Let’s say you’re getting started in affiliate marketing, but don’t know what’s worth promoting. You just want to find a bunch of programs that you can sign up to in your niche. Great.
Most bloggers concerned with Google use a variant on the following method:
- Block an arbitrary folder from crawl using robots.txt
- Create ‘pretty’ aliases in this folder for ‘ugly’ affiliate URLs. (e.g. “http://ohgm.co.uk/blocked/bluehost” vs “http://bluehost.com?aff=ohgm8858549327234“)
- The blocked folder affiliate URLs are set to 302 redirect to the full ‘ugly’ external affiliate URL.
- Use the pretty links in blog posts with rel=”nofollow”.
We can take advantage of this. Pick another blogger in your niche. Look in their robots.txt for the folder that sticks out like a sore thumb.
Using this information, you can then crawl their site and filter to URLs contained in this subfolder. You now have a complete list of the products they’re promoting. Easy, but time consuming.
But we can instead make use of an unfortunate reality:
Internal links blocked by robots.txt, even if never crawled, get indexed. As the affiliate links reside in a single folder, a site:domain.com/folder/ search will reveal all of them.
Turning this on my own site, you can see there are 3 URLs indexed, with two behind the ‘omitted results‘ link:
These are indexed despite always having been blocked by a robots.txt rule. Google is using the anchor text as it appears on site combined with sitename for a title, and not the page contents (as the page is simply a redirect).

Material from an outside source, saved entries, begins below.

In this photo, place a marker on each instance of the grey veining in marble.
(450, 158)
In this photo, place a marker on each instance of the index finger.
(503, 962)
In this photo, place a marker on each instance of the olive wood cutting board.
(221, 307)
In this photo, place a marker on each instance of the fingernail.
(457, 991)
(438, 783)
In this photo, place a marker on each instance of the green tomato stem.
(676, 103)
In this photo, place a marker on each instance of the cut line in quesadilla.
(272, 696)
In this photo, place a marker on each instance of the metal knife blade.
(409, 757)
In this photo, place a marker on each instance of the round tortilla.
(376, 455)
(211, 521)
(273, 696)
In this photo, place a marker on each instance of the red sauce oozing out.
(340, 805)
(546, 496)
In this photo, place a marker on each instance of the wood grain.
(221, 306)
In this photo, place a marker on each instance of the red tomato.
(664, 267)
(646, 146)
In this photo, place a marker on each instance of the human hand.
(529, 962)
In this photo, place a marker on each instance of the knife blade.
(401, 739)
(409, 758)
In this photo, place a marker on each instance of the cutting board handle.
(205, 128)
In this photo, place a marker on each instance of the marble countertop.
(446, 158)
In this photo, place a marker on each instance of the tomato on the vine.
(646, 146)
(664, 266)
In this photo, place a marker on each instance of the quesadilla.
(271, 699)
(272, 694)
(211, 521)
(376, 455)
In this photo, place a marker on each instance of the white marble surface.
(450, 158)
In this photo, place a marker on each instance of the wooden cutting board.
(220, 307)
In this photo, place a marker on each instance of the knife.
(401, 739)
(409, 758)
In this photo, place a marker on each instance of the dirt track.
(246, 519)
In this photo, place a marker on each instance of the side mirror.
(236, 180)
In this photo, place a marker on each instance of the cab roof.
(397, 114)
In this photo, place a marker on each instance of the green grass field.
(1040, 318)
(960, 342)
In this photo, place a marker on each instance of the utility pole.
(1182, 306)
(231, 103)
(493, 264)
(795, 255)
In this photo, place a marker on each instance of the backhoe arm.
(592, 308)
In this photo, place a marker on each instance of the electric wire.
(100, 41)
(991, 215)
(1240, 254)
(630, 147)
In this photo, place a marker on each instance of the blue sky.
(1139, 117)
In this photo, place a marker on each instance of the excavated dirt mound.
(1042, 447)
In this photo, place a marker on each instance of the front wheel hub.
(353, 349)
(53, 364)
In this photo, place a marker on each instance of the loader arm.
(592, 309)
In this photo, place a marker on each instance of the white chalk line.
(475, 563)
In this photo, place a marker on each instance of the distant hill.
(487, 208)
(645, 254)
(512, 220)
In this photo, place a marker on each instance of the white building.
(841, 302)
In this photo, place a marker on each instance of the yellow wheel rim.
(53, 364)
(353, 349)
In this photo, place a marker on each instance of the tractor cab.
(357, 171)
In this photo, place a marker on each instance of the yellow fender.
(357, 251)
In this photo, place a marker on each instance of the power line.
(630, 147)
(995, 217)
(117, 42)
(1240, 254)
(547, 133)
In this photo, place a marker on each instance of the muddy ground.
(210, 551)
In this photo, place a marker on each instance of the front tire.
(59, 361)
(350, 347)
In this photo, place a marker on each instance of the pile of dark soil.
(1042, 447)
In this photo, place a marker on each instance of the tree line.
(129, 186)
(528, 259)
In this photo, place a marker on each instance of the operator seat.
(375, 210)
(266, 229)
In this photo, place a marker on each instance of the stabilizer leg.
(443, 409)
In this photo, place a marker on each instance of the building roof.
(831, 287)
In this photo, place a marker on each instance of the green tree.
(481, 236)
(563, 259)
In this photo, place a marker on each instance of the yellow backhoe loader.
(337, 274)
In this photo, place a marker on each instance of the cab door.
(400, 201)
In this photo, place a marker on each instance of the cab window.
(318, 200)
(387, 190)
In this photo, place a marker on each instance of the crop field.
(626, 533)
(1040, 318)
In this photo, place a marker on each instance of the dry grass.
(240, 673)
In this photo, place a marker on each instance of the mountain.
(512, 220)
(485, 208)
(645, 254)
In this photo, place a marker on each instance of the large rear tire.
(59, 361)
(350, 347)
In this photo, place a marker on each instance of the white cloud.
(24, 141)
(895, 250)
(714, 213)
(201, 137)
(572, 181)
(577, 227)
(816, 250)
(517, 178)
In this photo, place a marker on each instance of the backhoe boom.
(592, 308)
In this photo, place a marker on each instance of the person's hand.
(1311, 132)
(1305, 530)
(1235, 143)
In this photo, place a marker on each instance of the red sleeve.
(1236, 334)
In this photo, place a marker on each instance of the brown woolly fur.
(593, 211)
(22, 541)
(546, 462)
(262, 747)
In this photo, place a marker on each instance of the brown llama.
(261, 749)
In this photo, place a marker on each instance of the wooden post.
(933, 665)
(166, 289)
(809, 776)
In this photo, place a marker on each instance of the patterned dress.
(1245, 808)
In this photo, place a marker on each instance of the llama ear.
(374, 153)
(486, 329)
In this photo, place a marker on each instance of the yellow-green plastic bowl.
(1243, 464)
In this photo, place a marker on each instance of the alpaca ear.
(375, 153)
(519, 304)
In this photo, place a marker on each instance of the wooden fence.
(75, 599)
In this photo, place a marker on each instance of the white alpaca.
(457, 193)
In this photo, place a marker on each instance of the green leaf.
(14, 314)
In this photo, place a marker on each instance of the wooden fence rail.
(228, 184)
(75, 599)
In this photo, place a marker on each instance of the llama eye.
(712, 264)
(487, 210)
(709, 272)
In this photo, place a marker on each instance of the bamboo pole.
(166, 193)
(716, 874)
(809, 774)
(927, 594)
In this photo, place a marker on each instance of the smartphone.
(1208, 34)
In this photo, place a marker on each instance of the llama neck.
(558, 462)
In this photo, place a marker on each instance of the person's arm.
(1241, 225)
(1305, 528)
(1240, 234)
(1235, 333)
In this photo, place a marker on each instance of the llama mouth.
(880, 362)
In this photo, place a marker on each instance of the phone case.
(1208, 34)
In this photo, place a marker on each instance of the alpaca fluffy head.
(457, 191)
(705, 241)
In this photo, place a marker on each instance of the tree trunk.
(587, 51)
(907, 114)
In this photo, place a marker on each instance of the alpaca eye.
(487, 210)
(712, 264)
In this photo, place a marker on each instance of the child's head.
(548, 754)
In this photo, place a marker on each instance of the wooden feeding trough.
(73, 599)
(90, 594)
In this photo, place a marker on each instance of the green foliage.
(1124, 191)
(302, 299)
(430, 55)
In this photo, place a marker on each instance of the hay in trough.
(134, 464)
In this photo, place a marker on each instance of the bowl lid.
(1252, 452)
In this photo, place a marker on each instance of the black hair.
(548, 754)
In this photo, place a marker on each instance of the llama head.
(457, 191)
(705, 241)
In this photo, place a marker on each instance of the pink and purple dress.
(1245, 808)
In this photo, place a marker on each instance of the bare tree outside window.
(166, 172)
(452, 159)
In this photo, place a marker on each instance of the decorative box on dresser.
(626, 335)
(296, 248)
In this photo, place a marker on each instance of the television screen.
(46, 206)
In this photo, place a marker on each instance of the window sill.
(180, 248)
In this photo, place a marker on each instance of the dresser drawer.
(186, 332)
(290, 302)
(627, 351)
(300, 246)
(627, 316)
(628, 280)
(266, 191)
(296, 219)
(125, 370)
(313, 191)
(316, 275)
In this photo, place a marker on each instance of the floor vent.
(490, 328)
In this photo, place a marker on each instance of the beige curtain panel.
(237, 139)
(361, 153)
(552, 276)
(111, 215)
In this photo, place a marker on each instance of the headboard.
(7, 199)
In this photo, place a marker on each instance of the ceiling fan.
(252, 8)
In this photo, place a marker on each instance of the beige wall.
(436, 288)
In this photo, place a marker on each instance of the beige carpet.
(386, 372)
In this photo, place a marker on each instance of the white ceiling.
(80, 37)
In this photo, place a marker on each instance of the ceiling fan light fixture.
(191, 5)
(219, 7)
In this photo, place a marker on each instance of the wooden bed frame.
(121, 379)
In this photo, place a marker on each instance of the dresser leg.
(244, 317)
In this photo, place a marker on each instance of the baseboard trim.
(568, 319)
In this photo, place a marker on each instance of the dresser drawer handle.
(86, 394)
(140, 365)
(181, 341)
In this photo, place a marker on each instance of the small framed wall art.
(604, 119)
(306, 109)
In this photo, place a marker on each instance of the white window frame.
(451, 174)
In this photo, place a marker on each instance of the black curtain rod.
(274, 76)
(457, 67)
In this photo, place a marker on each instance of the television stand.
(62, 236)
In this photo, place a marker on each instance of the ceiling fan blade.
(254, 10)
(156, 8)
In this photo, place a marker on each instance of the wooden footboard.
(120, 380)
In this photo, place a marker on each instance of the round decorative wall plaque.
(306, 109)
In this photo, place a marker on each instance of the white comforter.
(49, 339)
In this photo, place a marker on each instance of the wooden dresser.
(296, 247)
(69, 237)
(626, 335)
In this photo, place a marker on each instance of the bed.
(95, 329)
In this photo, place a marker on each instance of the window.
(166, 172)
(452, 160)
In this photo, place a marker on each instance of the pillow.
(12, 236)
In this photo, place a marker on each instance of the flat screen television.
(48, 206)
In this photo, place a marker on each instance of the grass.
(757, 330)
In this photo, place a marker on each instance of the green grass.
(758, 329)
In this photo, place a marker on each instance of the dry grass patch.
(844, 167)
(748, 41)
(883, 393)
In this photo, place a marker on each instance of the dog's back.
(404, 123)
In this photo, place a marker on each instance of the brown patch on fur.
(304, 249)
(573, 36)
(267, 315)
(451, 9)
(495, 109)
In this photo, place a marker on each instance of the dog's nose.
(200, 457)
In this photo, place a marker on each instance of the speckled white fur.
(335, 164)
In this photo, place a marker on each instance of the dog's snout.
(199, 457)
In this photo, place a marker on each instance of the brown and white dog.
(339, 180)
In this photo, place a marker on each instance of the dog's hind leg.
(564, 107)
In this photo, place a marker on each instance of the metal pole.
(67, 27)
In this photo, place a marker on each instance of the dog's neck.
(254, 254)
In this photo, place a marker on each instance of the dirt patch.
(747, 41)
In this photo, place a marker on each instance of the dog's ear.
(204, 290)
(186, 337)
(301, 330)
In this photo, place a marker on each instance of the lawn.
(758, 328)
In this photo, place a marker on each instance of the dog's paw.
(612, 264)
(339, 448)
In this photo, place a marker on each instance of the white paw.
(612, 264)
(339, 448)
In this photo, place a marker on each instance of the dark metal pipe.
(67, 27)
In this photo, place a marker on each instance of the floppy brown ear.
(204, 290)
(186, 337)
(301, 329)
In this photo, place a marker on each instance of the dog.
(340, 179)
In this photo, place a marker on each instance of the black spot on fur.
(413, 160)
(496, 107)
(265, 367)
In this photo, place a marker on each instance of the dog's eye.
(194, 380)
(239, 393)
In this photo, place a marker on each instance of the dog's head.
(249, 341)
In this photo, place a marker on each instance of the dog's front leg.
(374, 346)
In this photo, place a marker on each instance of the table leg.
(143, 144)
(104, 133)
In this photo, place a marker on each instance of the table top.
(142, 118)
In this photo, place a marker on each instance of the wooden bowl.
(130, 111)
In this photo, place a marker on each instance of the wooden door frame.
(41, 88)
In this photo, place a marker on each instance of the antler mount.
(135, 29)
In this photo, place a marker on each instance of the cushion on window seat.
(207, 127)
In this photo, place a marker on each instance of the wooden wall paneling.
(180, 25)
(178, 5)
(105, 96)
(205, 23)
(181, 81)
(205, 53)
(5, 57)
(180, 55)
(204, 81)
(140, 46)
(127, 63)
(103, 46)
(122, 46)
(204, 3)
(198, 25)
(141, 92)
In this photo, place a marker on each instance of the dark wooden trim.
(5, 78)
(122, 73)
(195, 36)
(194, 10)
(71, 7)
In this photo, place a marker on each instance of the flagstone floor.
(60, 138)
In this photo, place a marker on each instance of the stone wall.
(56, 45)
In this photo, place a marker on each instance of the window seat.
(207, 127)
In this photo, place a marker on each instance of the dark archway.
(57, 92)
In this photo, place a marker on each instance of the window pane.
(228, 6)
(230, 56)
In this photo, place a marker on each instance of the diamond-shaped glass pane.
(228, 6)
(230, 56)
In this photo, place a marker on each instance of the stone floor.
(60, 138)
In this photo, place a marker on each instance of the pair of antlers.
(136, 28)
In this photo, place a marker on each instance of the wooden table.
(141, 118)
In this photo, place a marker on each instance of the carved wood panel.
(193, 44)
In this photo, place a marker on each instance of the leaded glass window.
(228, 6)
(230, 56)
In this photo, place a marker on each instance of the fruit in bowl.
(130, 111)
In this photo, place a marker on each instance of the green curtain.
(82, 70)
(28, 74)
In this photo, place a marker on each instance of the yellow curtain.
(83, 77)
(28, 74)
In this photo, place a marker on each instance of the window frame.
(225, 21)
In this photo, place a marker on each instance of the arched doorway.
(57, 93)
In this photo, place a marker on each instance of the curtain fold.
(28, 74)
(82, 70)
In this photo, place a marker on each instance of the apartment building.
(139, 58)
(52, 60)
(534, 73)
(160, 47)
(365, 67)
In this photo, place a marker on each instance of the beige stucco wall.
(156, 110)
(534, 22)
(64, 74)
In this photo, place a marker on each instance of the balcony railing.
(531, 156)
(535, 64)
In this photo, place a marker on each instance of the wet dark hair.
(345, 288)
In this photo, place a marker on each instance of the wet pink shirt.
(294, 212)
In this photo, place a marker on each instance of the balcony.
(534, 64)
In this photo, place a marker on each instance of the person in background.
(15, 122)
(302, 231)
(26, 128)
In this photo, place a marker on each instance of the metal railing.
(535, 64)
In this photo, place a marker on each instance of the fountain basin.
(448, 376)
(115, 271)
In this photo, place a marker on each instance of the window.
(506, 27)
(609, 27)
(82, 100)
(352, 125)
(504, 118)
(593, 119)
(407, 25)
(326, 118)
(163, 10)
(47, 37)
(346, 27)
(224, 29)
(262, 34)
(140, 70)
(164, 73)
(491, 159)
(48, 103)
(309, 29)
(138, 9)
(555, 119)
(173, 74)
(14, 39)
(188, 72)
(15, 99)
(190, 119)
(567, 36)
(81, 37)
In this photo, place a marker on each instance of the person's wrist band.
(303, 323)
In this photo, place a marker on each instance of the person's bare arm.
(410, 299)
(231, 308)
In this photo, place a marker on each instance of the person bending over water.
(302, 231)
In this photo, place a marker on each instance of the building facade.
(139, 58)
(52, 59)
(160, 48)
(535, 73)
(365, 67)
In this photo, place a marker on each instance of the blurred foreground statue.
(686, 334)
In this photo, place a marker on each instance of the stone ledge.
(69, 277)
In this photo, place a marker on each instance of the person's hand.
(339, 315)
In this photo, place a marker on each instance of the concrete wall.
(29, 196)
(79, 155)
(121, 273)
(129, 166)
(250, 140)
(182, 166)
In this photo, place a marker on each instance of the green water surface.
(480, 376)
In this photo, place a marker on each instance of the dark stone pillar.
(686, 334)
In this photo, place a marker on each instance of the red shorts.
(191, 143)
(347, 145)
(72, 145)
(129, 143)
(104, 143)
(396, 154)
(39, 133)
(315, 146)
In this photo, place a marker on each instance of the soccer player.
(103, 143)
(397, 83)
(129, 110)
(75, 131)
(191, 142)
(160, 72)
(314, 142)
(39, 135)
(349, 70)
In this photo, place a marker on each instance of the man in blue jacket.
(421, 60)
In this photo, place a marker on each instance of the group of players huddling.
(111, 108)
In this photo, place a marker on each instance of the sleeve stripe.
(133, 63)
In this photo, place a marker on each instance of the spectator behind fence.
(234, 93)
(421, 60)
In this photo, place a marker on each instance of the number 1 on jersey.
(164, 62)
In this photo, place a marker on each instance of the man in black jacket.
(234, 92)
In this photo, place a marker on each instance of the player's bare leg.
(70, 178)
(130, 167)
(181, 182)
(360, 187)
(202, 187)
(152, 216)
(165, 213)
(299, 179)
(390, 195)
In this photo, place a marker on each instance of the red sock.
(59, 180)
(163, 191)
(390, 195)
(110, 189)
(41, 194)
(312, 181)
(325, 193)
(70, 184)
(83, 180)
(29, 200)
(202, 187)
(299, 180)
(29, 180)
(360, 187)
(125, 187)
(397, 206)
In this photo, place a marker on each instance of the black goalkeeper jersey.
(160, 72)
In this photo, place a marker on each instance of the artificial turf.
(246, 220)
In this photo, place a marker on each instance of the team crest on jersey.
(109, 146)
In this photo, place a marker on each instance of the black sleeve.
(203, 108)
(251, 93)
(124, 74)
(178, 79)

Note – it may not be an arbitrary subfolder, but a wildcard rule to disallow access to a URL parameter. In this case you can still search Google:
- Find the likely folder.
- Get a list of URLs in this folder using Google.
- Sign up to programs.
Thanks for reading.
Let’s assume that you’re a blogger and you don’t want all your affiliate efforts this easily listed. What do you do?
If you read my earlier ‘noindex via robots.txt‘ post, you’ll know I’m a mild believer in using the noindex directive in robots.txt to remove URLs you have crawl prohibitions on from the index. I’m not that confident in it, but this seems like a good opportunity to test it out. In short, you can pair up your directory blocked in robots.txt with a disallow rule:
Disallow: /recommends/ Noindex: /recommends/
To test it out on this blog, I added the rule to the /nope/ subfolder in my robots.txt on the 8th June 2016. For a while nothing happened. Checking this on the 28th of June, one had dropped:
On the 29th, one remained:
I’ve since been using oldrobot.org to check when some of these restrictions come in on other, larger sites. This tool can be used as a general wayback-machine-diff-checker. It’s good.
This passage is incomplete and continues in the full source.